Anyone who knows me very well can tell you I am a procrastinator par excellence. I often feel as if my brain is on its own time schedule and when its ready to do something I have no problem digging in and putting in whatever effort is required to get it done. When it isn’t ready, no amount of prodding will coerce it into concentrating on the matter at hand. To complicate things further my wife Rebekah over at Bliss in a Teacup is easily my equal at the task-avoidance game. When we get together we are a procrastination-enabling force of nature!
It’s not that I take pride in my lackadaisical approach to life. I admire and even envy people who are focused, determined and who can see what they need to do and just get on with it. Many of my greatest regrets involve time wasted and opportunities squandered. Even when I’m fully aware of what that I’m procrastinating, there is always one more frivolous YouTube video to be watched or one more piece of pop culture trivia to be gleaned. (Sometimes I think the internet was created solely as a perverse device with which to torture procrastinators.)
Recently Becka drew my ever-wavering attention to an article by Tim Urban at Wait But Why about this very subject.
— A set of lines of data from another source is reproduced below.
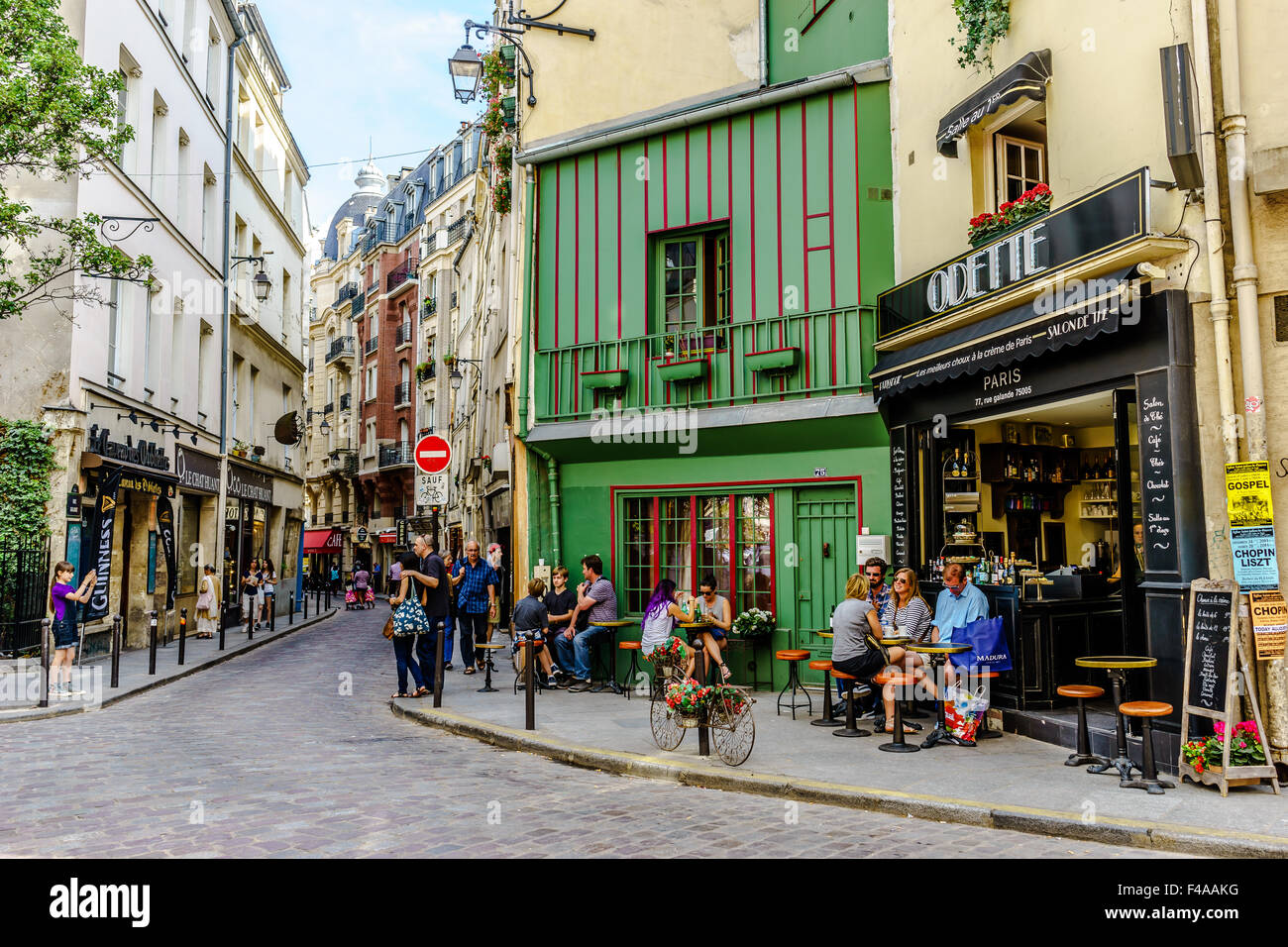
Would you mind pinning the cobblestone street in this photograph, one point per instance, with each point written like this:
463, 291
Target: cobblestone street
269, 755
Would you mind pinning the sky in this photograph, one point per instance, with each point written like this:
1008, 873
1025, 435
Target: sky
373, 69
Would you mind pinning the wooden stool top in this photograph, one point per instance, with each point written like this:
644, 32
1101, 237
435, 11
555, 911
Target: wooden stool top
1081, 690
897, 678
1145, 709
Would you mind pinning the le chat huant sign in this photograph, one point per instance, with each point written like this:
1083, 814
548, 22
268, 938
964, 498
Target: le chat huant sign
1095, 223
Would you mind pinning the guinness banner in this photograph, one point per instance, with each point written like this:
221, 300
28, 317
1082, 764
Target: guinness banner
165, 525
98, 545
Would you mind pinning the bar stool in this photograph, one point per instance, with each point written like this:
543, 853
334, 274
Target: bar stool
827, 719
488, 668
851, 728
794, 657
1145, 710
634, 672
1082, 693
898, 680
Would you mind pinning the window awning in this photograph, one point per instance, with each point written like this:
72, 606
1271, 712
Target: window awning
1025, 78
1047, 324
330, 540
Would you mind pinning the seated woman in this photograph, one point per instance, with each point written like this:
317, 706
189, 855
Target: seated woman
715, 608
660, 618
853, 621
I was amazed by how accurately the first part of the article described me, my task-avoiding habits and the feelings of depression and frustration with myself that they engendered. The author cleverly and succinctly summed up the psychology of the self-sabotaging process in which we allow ourselves to stray from difficult or challenging tasks, while in the second part he provides realistic-but-constructive suggestions for coping with your “Instant Gratification Monkey”. (Spoiler alert: there’s no panacea, just coping strategies and the hard work of trying to be self-disciplined.)